Giorgio Moroder Is a 73-Year-Old EDM Badass
Giorgio Moroder is stressed.
Sitting at a cush booth at Spago in Beverly Hills, the Italian producer and two time Academy Award winner, trendy at the moment after his appearance on Daft Punk's recent album, just learned that his set at this weekend's Hard Day of the Dead will be 30 minutes longer than he anticipated.
He doesn't have enough material prepared.
He is freaking out.
At 73, Moroder will be the oldest person to ever play Hard.
He's been hitting the festival circuit lately, playing gigs in Japan, Sweden, Mexico, Brazil and Amsterdam and keeping the same pace as artists young enough to be his grandchildren.
He admits this jetset lifestyle is tiring, but the thrill of tens of thousands of people responding to the music he plays? That makes him smile.
Maybe you don't know Moroder beyond his cameo on Random Access Memories, "Giorgio By Moroder," but the man is one of the architects of EDM. He's been called the father of disco and is known for producing many of the hits by '70s dance queen Donna Summer, with whom he was close friends. That astral synth on Summer's "I Feel Love"? Classic Moroder. Or perhaps you've heard "Call Me" by Blondie? That's him too. "What a Feeling", from Flashdance snagged him one of the Oscars. He also wrote the theme song for the 1984 Olympic Games in L.A. and "The Neverending Story" from the movie classic of the same name.
He perks up a bit when you mention this last song. "I just took that out of the mix. Do you think I should put it back in?" Um, yes!
Hailing from northern Italy, Moroder is basically a G. He's tight with the manager here at Spago, has worked with Bowie, produced the soundtrack for Scarface and once designed a limited edition Italian supercar. He lives in L.A. with his wife. They like the weather here.

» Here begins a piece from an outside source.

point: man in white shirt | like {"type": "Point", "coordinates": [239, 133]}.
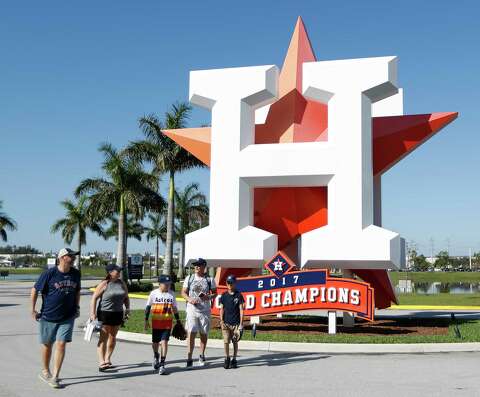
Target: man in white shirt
{"type": "Point", "coordinates": [198, 290]}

While he tried to be a singer early in his career, he found was better suited to composing. "Every singer wants to become Michael Jackson, and now I'm almost like Michael Jackson. The second I go out there, 30,000 people are shouting. Basically, as a DJ, I'm where I really wanted to be as a singer."
His current wave of popularity was sparked by the rumor that he was working with Daft Punk. "Everyone in the world was waiting to hear that album, so to be part of it," he says, "suddenly I was back in business."
As such, a bunch of new school artists appear on Love to Love You Donna, a recently-released album of remixes by DJs including Afrojack, Holy Ghost! and Chromeo. He says it was emotional, listening to the master tracks of these songs (which he had been storing in his laundry room), and hearing the voice of Summer, who passed away last year.
Giorgio Moroder at the Red Bull Music Academy
Christelle de Castro / Red Bull Content Pool
Right now, Moroder is into Avicii, Calvin Harris, Deadmau5 and Skrillex. ("His music is very out there.")
"I don't know how it happened," he says of being on lineups alongside these guys. "I kept asking Gary Richards when he booked me, do you think I'll be able to fill the tent?" He gets a bit nervous when you tell him that he and Deadmau5 have the same set time at Day of the Dead.
Some may consider him a curiosity act, and Moroder admits he isn't super dexterous with technology or as good at reading the audience as a guy like Tiësto, but the fact is he has more dance hits in his back pocket than most guys in the Beatport top ten.
Realistically though, Moroder is an older man who can't tour like Steve Aoki. His dream is to do a theatrical Vegas show incorporating his hits. "I could just take the elevator down from my room and play," he says, pondering how much money he could make on such an endeavor. He seems encouraged when you tell him that that seems like a reasonable possibility.
Giorgio Moroder plays Hard's Day of the Dead this Sunday, November 3.